Real Texans

“There are things you’ll never understand about this state or about being a Texan,” Michael said.

He was wrong, of course. I’d moved here from Michigan decades ago, and my carpetbagging made me as Texan as him. But I knew who he was talking about. He meant the kind whose seven-year-old cheeks and forehead were smeared with the blood of the first deer he killed on the family ranch as an old man with thick whiskey breath said some incantation in atrocious Latin as he swayed over the boy. This also probably happened to Michael: his mother sent him and his brother out to shoot doves, and she talked reverentially about her brothers going out to hunt and her father and his brothers before them, and about the dishes she would make out of the meat in the afternoon. But when the boys returned hours later sweaty and grimy, with dozens of doves stuffed in an ancient leather bag, they found her passed out drunk on the toilet. And at one time or other, when Michael was a prepubescent, his parents and aunts and uncles must have encouraged him, through a series of blinks, silences, glances, and small smiles, to touch his first cousin inappropriately. And the secrets he was so good at keeping — about the crimes that were the wellhead of the family fortune, about the rapes and drunken rages that left puddles of blood soaking into hard wood floors. I’d never heard a word about them even though I’d known Michael for 20 years, had spent weekends at his family ranch in South Texas. I guessed, too, that Michael had a handgun with a long silver barrel under the driver’s seat of his Range Rover, a sidearm too beautifully made to ever be fired.

This I knew for a fact: like most Texans of his caste, he was sent out East for his schooling and then out West to start his career, and he came home to run things.

But not to rule, as in the old days — and that’s what made Michael flush with anger, push his plate of gnocchi to the middle of the table, and accuse me of being unable to understand Texas or Texans.

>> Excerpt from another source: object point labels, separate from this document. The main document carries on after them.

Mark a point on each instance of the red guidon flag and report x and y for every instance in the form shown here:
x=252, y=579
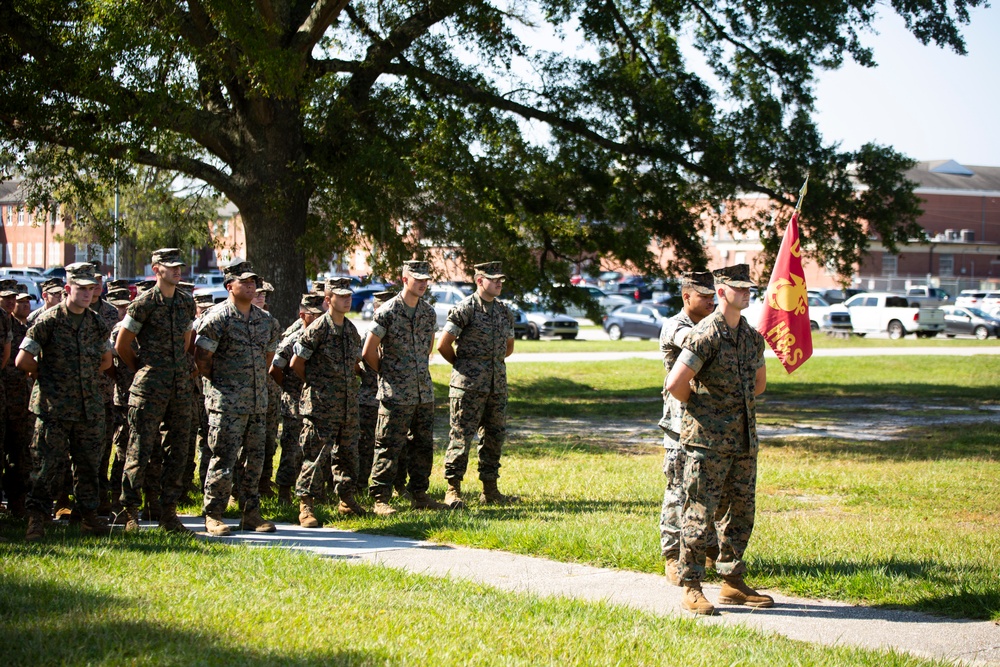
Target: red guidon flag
x=784, y=323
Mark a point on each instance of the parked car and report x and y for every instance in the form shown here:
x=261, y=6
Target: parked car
x=884, y=312
x=924, y=295
x=639, y=321
x=970, y=298
x=969, y=321
x=549, y=324
x=443, y=297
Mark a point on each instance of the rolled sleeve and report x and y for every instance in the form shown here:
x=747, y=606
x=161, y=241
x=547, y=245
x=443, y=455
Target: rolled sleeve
x=691, y=360
x=206, y=343
x=132, y=325
x=31, y=346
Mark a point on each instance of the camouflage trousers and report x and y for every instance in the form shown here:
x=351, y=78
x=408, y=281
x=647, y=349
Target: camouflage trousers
x=234, y=440
x=16, y=434
x=290, y=462
x=394, y=423
x=328, y=445
x=273, y=417
x=119, y=442
x=106, y=450
x=159, y=422
x=672, y=510
x=367, y=420
x=482, y=413
x=53, y=441
x=712, y=476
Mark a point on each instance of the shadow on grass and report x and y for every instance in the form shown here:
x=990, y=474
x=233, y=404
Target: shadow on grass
x=964, y=604
x=51, y=623
x=918, y=443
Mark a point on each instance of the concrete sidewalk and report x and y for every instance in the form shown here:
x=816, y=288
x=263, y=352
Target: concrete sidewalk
x=822, y=621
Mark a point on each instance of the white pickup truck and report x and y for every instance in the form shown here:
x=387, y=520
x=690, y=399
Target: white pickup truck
x=884, y=312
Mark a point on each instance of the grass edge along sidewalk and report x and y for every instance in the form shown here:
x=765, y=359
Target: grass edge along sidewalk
x=257, y=606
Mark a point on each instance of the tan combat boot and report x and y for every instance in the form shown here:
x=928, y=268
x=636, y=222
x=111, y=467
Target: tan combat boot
x=671, y=570
x=253, y=521
x=307, y=518
x=453, y=497
x=694, y=600
x=63, y=507
x=735, y=591
x=91, y=524
x=382, y=506
x=215, y=525
x=349, y=506
x=36, y=526
x=492, y=496
x=170, y=522
x=131, y=519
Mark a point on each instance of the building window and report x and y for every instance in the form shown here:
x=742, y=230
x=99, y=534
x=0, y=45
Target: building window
x=946, y=265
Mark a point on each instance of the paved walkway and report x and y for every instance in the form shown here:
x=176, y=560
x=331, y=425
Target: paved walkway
x=822, y=621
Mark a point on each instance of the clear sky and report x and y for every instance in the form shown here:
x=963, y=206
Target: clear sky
x=926, y=102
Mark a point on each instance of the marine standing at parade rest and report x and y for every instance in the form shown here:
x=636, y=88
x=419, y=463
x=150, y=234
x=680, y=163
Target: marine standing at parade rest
x=477, y=338
x=159, y=411
x=234, y=348
x=290, y=462
x=723, y=358
x=398, y=348
x=698, y=295
x=326, y=359
x=64, y=350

I’d delivered a message from the lieutenant governor, who like me had come from somewhere else and didn’t have a family to brag about. Ambition, debts of various kinds, and a desire to overcome brought us to Texas.

“The lieutenant governor knows you’re still moving ahead with plans for the office tower even though as a friend he advised you that the market wasn’t quite right for the project, to maybe build it somewhere else. Since indirectness is your ancestral language, you must have gotten the message. Going ahead and bringing in more investors and signing design contracts means you’re being willful. So now the lieutenant governor wants to be very clear — you are a mandarin and it’s time to stop what you’re doing.”

I can’t describe the joy I felt as he pushed away his plate.